Il secondo concerto Gioia del 25 gennaio è stato introdotto da Martino Ruggero Dondi in maniera non aneddotica, cioè non parlando di Beethoven e delle circostanze intorno alla Seconda Sinfonia, continuando il capitolo aperto precedentemente sulla costruzione della forma-sonata e anche del rondò, anche con efficaci esempi allo Steinway. Tutto mi ricorda piacevolmente le chiacchierate televisive di Roman Vlad al pianoforte.
Il concerto aveva in programma le seguenti composizioni:
Concerto in mi minore per violoncello e orchestra di Antonio Vivaldi,
Prayer per violoncello e orchestra di Ernest Bloch,
Sinfonia n. 2 in re maggiore, op. 36 di Ludwig van Beethoven,
interpretate dal violoncellista Francesco Maria Parazzoli e dal direttore d’orchesta Rotem Nir a capo, ovviamente, dell’orchestra del Teatro Comunale di Bologna.
Il primo dei motivi di interesse per questo ciclo Gioia è che esso impiega alcune prime parti dell’orchestra come solista; nel caso particolare di Parazzoli ciò è meritatamente avvenuto altre volte poiché il suo suono è assai bello, ampio, sempre in rimo piano rispetto all’orchestra; inoltre è interprete ispirato, partecipe ed esegue a memoria, cosa a mio avviso fondamentale per essere concentrati nell’anima della musica.

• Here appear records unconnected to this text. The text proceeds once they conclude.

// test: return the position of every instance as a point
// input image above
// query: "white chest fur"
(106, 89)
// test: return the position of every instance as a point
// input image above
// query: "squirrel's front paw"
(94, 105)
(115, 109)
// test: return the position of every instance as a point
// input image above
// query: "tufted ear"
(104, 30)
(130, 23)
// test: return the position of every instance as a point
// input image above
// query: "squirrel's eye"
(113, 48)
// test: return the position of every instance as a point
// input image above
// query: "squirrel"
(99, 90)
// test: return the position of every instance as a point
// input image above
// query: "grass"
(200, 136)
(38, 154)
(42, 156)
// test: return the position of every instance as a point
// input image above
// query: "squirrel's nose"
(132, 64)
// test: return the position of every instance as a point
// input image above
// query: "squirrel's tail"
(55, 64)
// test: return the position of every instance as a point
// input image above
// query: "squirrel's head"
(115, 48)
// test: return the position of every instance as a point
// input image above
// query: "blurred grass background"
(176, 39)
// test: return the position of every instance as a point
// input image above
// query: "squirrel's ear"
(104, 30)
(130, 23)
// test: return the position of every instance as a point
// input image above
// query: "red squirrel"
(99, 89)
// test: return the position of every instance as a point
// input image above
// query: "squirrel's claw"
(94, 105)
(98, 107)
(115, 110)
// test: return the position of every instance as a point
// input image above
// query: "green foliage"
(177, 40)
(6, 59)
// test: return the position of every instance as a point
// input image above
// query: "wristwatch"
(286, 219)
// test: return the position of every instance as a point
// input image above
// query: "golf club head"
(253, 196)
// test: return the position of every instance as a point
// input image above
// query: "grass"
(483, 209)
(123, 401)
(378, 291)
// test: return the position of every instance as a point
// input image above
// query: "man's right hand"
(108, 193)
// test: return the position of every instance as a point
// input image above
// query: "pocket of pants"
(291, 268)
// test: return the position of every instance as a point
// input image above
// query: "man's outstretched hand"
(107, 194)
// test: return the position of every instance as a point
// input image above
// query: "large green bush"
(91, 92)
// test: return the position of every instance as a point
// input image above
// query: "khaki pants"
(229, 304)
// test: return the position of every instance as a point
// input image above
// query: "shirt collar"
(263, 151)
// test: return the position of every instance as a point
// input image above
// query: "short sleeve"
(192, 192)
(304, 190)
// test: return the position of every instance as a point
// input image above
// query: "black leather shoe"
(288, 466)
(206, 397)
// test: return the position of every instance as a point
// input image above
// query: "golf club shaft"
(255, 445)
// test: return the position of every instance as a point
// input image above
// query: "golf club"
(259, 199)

Il secondo motivo di interesse è che tutti direttori d’orchestra sono per me nomi nuovi, sia per motivi anagrafici sia perché la loro fama, senza togliere alcunché al loro talento artistico, non si è ancora, di fatto, diffusa.
Con Rotem Nir ci si trova innanzi a un direttore nato nel 1998 e soprattutto, contemporaneamente, di grandissimo talento. Non lascia indifferenti la fisicità con cui conduce l’orchestra; diciamo che ricorda un Leonard Bernstein e un giovane Sergiu Celibidache insieme, ma moltiplicati per un fattore cinque: salta, balla, mima, ancheggia, si inginocchia, ma non invano, arrivando a ottenere indiscutibili bei risultati sia per chiarezza formale che per nitore esecutivo. Una direzione energica dal sentore toscaniniano, senza eccessive mollezze paraschubertiane, come viceversa diversi interpreti impongono alle composizioni di Beethoven. Spero di potere riascoltare Rotem Nir a breve.
Insomma una mattinata domenicale in musica assai soddisfacente.